Folk-blues belter Nora O’Connor’s sweet vibrato was abetted by the rich, sensitive playing of a stellar cast. With Andrew Bird on violin, Matt Weber (Mount Pilot) on lead guitar, and Chris Mills’ rhythm section of Ryan Hembrey (bass) and Gerald Dowd (drums), O’Connor led delicious covers of James Mathus’ “Back To The Bottom”, Tom Waits’ “Looks Like I’m Up Shit Creek Again”, and a luxuriant, sad version of Escovedo’s “The Last To Know”.
Having been everything from a glam punk and a sedate folkie to a guitar noisemonger and a chamber maestro, Escovedo would have liked the adventurous performance of Frisbie. A retro-pop outfit by trade, brothers Steve and Liam Frisbie offered their usual strummy hooks and soaring vocals only as bookends to a set that included cameos by country-soul crooner Kelly Hogan, multi-instrumentalist Dave-Max Crawford, and drummer Dowd. They delivered faithful renditions of Escovedo’s “Rosalie” and the Rolling Stones’ “Sway” (an Escovedo live-show staple); a sly, funky King Floyd cover; and a rousing run through the gospel standard “Children, Go Where I Send Thee”.

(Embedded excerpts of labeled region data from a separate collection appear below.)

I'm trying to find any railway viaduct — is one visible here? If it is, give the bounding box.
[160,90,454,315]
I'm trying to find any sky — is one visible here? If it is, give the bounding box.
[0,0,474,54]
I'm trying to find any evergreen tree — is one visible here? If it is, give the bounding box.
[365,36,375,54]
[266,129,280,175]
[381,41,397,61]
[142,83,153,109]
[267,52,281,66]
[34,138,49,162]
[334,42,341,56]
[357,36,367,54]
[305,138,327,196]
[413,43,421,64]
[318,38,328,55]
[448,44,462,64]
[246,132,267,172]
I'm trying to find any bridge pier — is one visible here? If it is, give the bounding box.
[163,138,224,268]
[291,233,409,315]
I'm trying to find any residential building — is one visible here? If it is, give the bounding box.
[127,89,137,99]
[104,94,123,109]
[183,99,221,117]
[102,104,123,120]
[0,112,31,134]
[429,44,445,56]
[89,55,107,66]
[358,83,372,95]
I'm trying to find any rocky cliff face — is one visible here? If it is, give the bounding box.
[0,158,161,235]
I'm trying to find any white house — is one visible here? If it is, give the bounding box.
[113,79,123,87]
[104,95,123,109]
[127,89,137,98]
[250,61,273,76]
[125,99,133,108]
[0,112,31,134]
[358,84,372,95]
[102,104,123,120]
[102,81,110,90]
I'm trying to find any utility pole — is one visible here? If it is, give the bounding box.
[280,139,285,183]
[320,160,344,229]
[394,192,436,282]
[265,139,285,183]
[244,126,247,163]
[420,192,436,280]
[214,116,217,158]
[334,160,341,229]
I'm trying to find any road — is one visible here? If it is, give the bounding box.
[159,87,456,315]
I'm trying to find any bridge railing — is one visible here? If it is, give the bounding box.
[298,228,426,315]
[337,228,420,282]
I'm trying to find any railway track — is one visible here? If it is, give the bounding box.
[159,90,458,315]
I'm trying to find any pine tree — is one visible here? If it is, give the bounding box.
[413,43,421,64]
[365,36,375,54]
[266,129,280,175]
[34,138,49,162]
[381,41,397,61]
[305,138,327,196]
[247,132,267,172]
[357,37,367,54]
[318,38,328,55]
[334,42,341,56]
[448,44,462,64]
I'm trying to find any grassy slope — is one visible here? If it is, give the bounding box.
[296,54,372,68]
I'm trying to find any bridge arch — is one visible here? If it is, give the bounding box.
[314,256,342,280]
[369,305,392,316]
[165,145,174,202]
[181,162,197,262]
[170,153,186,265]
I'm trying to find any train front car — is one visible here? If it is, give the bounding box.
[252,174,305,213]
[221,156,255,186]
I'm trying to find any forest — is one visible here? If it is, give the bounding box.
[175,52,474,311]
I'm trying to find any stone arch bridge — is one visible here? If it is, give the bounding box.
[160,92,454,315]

If that didn’t demonstrate the breadth of Escovedo’s influence, the opposite tacks taken by the next two acts certainly did. Though they battled nagging feedback and a restless crowd, Jane Baxter Miller (guitar and vocals) and Kent Kessler (standup bass) delivered a set of acoustic country and gospel highlighted by a fragile, determined take on Escovedo’s “One More Time”. Next, Dollar Store rumbled through a set of loud rock that proved sloppier than even frontman Dean Schlabowske’s rowdy regular gig, the Waco Brothers. The high points were a rock-tonk take on Cher’s “Believe”; and the evening’s second rendition of “I Was Drunk”, featuring fine work from guitarist Tex Schmidt.
After four hours, the crowd — which also participated in a fund-raising raffle for such items as art by Jon Langford and Ryan Adams — began to thin. But the onstage energy didn’t flag; fronting his crack foursome, Robbie Fulks offered a typically irreverent dedication to Alejandro (“Cocktails”, “because he loooves to drink”) and a laid-back take on Escovedo’s “Wedding Day”, made like Yngwie Malmsteen on “Cigarette State”, and wound up with an all-out squall on “Let’s Kill Saturday Night”.
Closing duties fell to members of Poi Dog Pondering, here dubbed Disciples of the Seven Samurai. Frontman Frank Orrall explained that the name was a nod to a late-’80s Austin outfit Escovedo had played in called Seven Samurai that also included Poi Dog members Max Crawford and Susan Voelz. The group mixed Seven Samurai favorites (Ronnie Lane’s “Glad & Sorry”) with songs such as “Pulling Touch” from Poi Dog’s old Austin days.
Chicago’s Por Vida festival continued the following night at Fitzgerald’s nightclub. Further information on Escovedo’s condition and the fund-raising effort is available at www.alejandrofund.com.